It’s a very predictable web security flaw -- in fact, it’s something I find in the majority of my web security assessments: the lack of intruder lockout on login pages. I know, with all the SQL injection and cross-site scripting present on the web, the lack of intruder lockout on web login pages seems a bit trite. Given what this vulnerability can lead to, I believe it deserves more attention.
Keep in mind that I typically classify the lack of intruder lockout on login pages as a “medium” priority issue. You’re not bleeding at the moment but -- instead -- several things have to fall into place for the attack to lead to something bad; including accounts with weak passwords and lack of system monitoring and alerting. There are so many web security variables at play here.

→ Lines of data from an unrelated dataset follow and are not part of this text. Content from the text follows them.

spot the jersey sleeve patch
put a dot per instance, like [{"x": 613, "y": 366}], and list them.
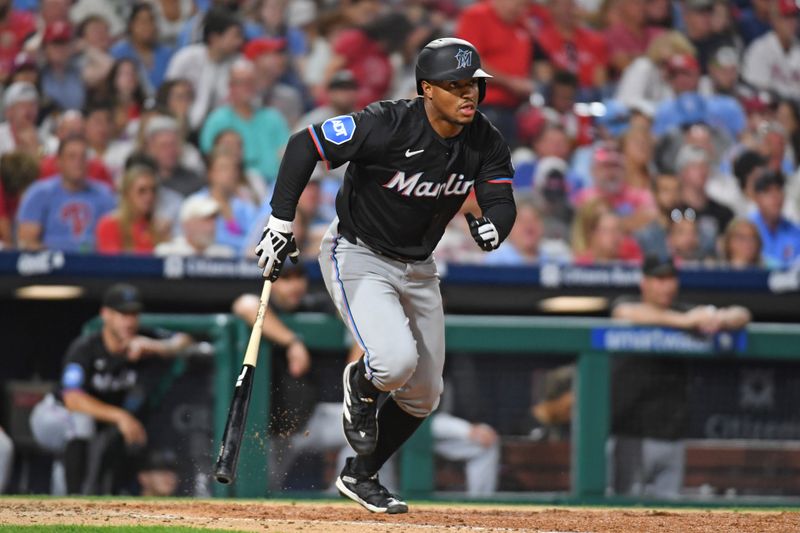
[
  {"x": 73, "y": 376},
  {"x": 339, "y": 130}
]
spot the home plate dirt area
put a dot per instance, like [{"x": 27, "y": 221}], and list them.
[{"x": 334, "y": 517}]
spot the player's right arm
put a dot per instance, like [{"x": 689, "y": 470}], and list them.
[{"x": 335, "y": 141}]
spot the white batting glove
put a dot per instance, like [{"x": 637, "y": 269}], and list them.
[
  {"x": 277, "y": 243},
  {"x": 484, "y": 232}
]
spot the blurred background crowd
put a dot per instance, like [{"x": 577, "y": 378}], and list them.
[{"x": 637, "y": 127}]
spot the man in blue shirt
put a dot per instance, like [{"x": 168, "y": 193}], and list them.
[
  {"x": 61, "y": 213},
  {"x": 723, "y": 113},
  {"x": 263, "y": 130},
  {"x": 780, "y": 237}
]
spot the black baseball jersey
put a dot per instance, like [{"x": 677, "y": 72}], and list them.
[
  {"x": 404, "y": 182},
  {"x": 90, "y": 367}
]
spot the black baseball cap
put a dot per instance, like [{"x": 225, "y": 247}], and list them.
[
  {"x": 767, "y": 179},
  {"x": 343, "y": 79},
  {"x": 659, "y": 267},
  {"x": 123, "y": 297}
]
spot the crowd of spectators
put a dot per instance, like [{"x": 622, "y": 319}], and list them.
[{"x": 637, "y": 127}]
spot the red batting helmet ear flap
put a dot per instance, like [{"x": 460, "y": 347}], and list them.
[
  {"x": 450, "y": 59},
  {"x": 481, "y": 88}
]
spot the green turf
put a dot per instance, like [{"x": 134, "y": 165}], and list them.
[{"x": 109, "y": 529}]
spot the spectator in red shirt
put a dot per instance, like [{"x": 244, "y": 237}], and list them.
[
  {"x": 628, "y": 34},
  {"x": 497, "y": 29},
  {"x": 365, "y": 52},
  {"x": 634, "y": 205},
  {"x": 15, "y": 27},
  {"x": 133, "y": 227},
  {"x": 564, "y": 45},
  {"x": 19, "y": 170}
]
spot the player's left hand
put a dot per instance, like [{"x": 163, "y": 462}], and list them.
[
  {"x": 484, "y": 232},
  {"x": 483, "y": 434},
  {"x": 277, "y": 243}
]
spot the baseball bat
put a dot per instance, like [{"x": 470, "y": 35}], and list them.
[{"x": 225, "y": 470}]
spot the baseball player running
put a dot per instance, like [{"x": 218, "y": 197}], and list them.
[{"x": 412, "y": 164}]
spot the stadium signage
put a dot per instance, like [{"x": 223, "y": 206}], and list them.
[
  {"x": 664, "y": 340},
  {"x": 554, "y": 276}
]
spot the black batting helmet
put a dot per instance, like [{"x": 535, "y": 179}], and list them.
[{"x": 450, "y": 59}]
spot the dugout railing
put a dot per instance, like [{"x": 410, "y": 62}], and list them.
[{"x": 590, "y": 342}]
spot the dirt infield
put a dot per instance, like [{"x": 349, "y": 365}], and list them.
[{"x": 323, "y": 517}]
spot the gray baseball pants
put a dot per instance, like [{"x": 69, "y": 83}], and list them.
[{"x": 394, "y": 311}]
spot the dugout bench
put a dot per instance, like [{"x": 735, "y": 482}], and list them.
[{"x": 594, "y": 341}]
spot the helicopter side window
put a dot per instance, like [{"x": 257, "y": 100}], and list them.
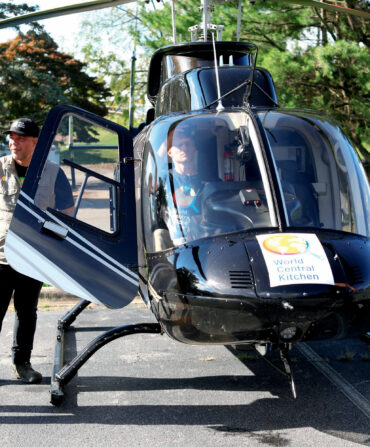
[
  {"x": 202, "y": 179},
  {"x": 318, "y": 161},
  {"x": 81, "y": 175}
]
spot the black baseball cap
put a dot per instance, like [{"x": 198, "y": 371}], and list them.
[{"x": 25, "y": 127}]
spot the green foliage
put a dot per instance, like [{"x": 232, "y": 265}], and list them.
[
  {"x": 34, "y": 75},
  {"x": 107, "y": 49},
  {"x": 318, "y": 59}
]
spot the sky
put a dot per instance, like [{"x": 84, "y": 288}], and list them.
[{"x": 64, "y": 30}]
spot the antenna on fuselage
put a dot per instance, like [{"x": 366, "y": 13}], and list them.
[
  {"x": 206, "y": 26},
  {"x": 220, "y": 106},
  {"x": 173, "y": 11}
]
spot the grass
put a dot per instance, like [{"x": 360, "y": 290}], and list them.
[{"x": 93, "y": 155}]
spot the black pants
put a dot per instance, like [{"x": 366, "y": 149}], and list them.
[{"x": 26, "y": 295}]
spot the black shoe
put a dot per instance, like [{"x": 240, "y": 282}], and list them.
[{"x": 26, "y": 373}]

In many cases, the different controls need to work in conjunction with one another – especially as it relates to protecting the login mechanism.

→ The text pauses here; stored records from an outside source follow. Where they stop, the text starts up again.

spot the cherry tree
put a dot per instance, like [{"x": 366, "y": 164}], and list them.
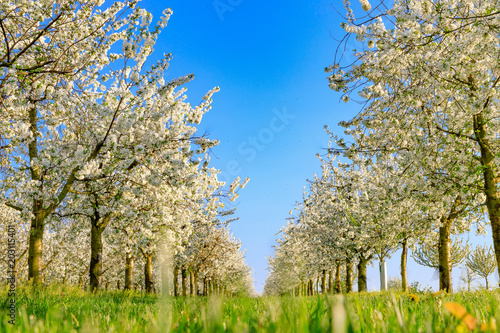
[{"x": 428, "y": 76}]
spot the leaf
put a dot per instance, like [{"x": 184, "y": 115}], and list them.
[{"x": 461, "y": 313}]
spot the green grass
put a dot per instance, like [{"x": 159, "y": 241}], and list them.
[{"x": 70, "y": 310}]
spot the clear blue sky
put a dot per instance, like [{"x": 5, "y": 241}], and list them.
[{"x": 268, "y": 57}]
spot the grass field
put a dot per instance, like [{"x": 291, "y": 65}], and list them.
[{"x": 69, "y": 310}]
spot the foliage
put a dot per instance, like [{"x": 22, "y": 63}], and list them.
[{"x": 482, "y": 261}]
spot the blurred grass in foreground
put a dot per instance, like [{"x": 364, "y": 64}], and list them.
[{"x": 71, "y": 310}]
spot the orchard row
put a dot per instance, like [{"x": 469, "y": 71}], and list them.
[
  {"x": 103, "y": 173},
  {"x": 420, "y": 162}
]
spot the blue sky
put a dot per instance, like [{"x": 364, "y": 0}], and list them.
[{"x": 268, "y": 58}]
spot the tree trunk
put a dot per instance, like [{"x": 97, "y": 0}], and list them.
[
  {"x": 490, "y": 179},
  {"x": 148, "y": 274},
  {"x": 129, "y": 271},
  {"x": 404, "y": 260},
  {"x": 176, "y": 281},
  {"x": 96, "y": 250},
  {"x": 35, "y": 252},
  {"x": 338, "y": 283},
  {"x": 184, "y": 282},
  {"x": 348, "y": 276},
  {"x": 191, "y": 283},
  {"x": 445, "y": 255},
  {"x": 330, "y": 282},
  {"x": 362, "y": 274},
  {"x": 323, "y": 282},
  {"x": 195, "y": 284},
  {"x": 35, "y": 249}
]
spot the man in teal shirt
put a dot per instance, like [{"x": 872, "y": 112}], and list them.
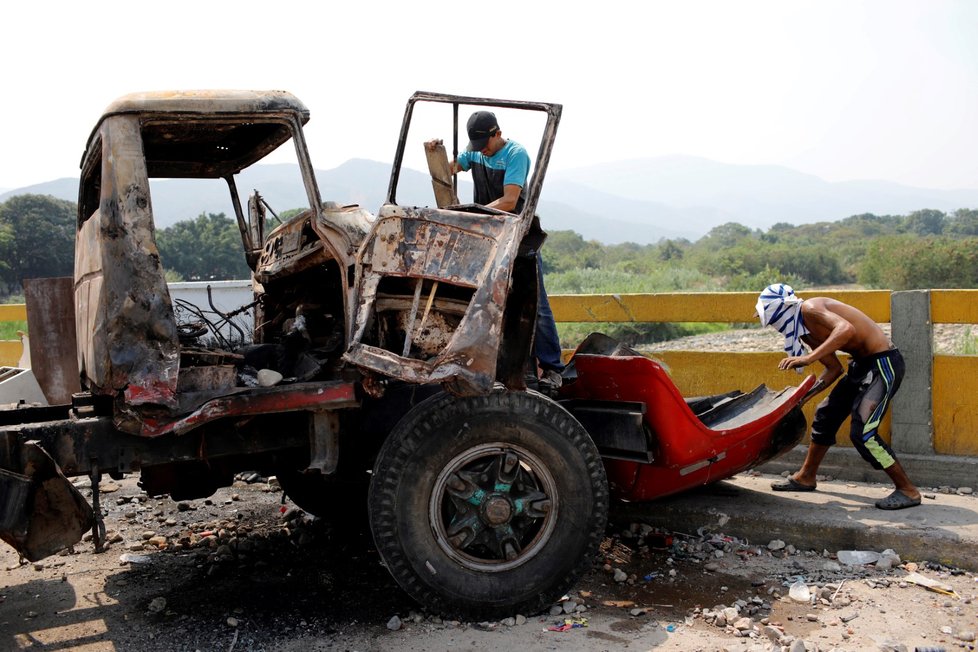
[{"x": 499, "y": 170}]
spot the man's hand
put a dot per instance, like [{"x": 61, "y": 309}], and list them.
[{"x": 793, "y": 362}]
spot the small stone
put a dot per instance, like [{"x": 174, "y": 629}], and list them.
[
  {"x": 268, "y": 378},
  {"x": 744, "y": 624},
  {"x": 772, "y": 633}
]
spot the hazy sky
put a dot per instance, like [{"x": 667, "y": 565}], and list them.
[{"x": 844, "y": 89}]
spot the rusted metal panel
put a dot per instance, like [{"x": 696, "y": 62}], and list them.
[
  {"x": 287, "y": 398},
  {"x": 51, "y": 323}
]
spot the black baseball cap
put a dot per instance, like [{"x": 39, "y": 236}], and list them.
[{"x": 481, "y": 126}]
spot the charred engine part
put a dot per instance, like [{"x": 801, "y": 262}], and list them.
[{"x": 42, "y": 512}]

So what’s the ideal setup for intruder lockout? Well, every situation is different and every business has its own unique needs. That said, I often recommend locking accounts for certain period of time (i.e. 5-10 minutes) after 5-10 failed login attempts. You may also use some form of automated password reset logic in conjunction with this process. Even something like tarpitting failed login attempts (i.e. purposefully slowing them down) can be beneficial as long as the delay is reasonable or the accounts are eventually locked.
Enabling intruder lockout is a relatively simple fix given what’s at stake. Whether you’ve got basic HTTP, forms, or some type of multi-factor authentication, keeping track of login abuse can have great payoffs -- especially given the bad choices people make regarding passwords. Granted, intruder lockout could have the reverse effect on security. If you’ve got an attacker with a set of legitimate user accounts (often email addresses which can be relatively easy to obtain), then he could conceivably attack accounts via login pages that have intruder lockout enabled and effectively create a denial of service situation. You’ve got to determine what the greater risk is – password cracking or potential denial of service.

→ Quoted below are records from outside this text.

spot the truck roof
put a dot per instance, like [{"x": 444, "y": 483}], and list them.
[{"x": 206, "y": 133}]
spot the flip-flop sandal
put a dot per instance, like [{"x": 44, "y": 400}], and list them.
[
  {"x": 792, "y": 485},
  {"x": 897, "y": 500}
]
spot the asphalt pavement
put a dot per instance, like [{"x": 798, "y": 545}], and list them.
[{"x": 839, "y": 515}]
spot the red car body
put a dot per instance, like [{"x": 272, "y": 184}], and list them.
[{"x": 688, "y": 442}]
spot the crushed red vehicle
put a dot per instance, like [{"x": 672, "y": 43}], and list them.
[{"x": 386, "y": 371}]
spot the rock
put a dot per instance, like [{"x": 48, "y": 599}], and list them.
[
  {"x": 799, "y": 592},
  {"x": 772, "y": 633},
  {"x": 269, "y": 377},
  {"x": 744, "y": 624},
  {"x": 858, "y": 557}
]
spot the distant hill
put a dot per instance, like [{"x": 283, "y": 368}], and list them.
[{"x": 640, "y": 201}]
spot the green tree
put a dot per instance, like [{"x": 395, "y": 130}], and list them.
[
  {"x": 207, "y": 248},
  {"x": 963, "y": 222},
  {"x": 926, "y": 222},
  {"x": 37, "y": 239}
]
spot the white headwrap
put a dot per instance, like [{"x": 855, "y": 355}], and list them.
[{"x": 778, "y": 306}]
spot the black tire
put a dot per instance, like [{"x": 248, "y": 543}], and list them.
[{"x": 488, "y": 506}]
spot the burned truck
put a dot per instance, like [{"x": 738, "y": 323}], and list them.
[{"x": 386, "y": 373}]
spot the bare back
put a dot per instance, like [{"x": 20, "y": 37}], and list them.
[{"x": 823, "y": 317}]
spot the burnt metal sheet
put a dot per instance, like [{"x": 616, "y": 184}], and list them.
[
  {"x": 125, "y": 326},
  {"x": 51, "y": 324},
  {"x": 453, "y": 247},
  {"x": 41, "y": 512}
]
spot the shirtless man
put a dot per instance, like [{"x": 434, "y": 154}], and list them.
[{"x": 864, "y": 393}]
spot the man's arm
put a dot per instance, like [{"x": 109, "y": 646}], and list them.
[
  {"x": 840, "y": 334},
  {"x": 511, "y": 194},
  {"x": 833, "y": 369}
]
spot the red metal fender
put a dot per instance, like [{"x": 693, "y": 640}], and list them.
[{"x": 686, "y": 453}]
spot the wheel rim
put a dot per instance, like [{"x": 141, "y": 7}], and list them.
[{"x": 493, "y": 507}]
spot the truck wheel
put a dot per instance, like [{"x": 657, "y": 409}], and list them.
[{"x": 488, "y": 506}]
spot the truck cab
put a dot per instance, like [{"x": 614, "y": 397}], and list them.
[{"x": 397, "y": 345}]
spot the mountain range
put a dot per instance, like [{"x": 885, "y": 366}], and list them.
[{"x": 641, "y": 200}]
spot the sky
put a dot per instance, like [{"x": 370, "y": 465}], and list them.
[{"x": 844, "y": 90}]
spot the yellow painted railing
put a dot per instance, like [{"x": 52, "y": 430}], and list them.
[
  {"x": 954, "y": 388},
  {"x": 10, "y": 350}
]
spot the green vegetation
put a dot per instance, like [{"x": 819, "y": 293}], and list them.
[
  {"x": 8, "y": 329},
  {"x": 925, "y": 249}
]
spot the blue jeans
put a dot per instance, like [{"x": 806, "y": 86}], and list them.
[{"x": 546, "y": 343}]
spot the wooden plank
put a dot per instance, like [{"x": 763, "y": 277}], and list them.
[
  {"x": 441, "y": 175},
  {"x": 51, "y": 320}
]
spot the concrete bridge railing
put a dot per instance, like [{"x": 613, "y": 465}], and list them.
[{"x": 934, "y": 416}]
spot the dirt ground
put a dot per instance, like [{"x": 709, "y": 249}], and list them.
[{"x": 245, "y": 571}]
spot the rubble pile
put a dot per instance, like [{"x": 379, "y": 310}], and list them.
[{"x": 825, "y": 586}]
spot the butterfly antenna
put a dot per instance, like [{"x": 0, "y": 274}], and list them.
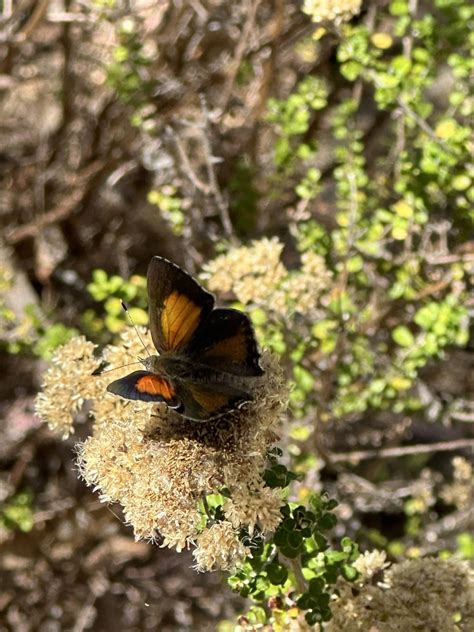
[
  {"x": 135, "y": 327},
  {"x": 101, "y": 367}
]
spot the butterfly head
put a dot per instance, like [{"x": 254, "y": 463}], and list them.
[{"x": 206, "y": 353}]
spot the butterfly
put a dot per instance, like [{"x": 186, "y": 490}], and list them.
[{"x": 205, "y": 353}]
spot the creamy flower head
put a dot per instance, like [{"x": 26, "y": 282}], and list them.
[
  {"x": 219, "y": 547},
  {"x": 255, "y": 274},
  {"x": 331, "y": 10},
  {"x": 423, "y": 594},
  {"x": 157, "y": 464},
  {"x": 370, "y": 563},
  {"x": 253, "y": 506}
]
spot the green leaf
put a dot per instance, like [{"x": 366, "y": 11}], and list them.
[{"x": 403, "y": 336}]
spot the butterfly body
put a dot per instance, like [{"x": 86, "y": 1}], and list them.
[{"x": 206, "y": 355}]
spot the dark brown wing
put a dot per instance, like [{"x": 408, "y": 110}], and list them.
[
  {"x": 177, "y": 305},
  {"x": 225, "y": 341},
  {"x": 203, "y": 402},
  {"x": 145, "y": 386}
]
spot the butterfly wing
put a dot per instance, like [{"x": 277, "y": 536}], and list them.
[
  {"x": 203, "y": 402},
  {"x": 225, "y": 341},
  {"x": 145, "y": 386},
  {"x": 177, "y": 305}
]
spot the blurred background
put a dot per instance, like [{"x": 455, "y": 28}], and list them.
[{"x": 312, "y": 161}]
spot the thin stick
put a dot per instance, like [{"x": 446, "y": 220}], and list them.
[
  {"x": 384, "y": 453},
  {"x": 135, "y": 327}
]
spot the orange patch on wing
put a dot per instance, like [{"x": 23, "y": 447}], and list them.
[
  {"x": 154, "y": 385},
  {"x": 234, "y": 349},
  {"x": 179, "y": 319},
  {"x": 211, "y": 402}
]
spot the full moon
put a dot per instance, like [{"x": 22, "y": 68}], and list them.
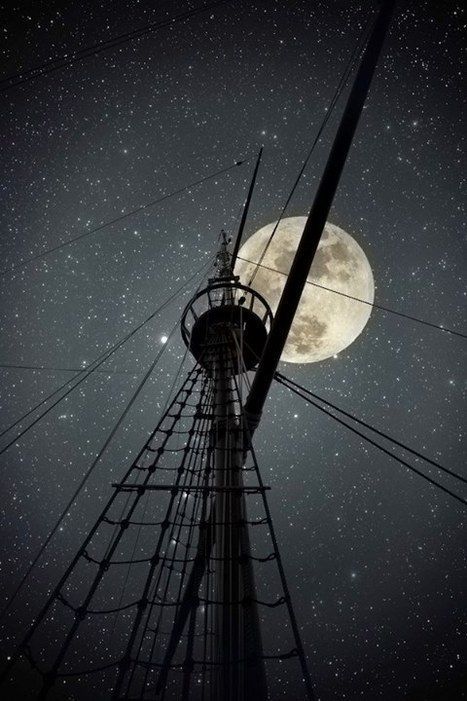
[{"x": 325, "y": 322}]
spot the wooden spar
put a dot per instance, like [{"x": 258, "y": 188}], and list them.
[{"x": 317, "y": 218}]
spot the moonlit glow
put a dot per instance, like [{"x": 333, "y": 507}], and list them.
[{"x": 325, "y": 322}]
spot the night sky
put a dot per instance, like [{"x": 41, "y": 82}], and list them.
[{"x": 375, "y": 556}]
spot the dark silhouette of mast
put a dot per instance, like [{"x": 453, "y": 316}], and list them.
[{"x": 192, "y": 627}]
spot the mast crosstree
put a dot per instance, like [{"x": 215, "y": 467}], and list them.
[{"x": 169, "y": 567}]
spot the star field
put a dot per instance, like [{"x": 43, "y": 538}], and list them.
[{"x": 375, "y": 557}]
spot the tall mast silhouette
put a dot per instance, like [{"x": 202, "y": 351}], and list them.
[{"x": 186, "y": 536}]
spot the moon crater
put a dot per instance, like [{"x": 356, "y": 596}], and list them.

In many situations, intruder lockout on web login pages can eliminate a considerable amount of risk – especially in situations where you offer a SaaS/cloud solution and you’re not at liberty to control the enforcement of certain things like password complexity. Do what you can to set your users up for success. Even if they choose to use weak passwords, intruder lockout will at least help minimize the risk of successful password cracking.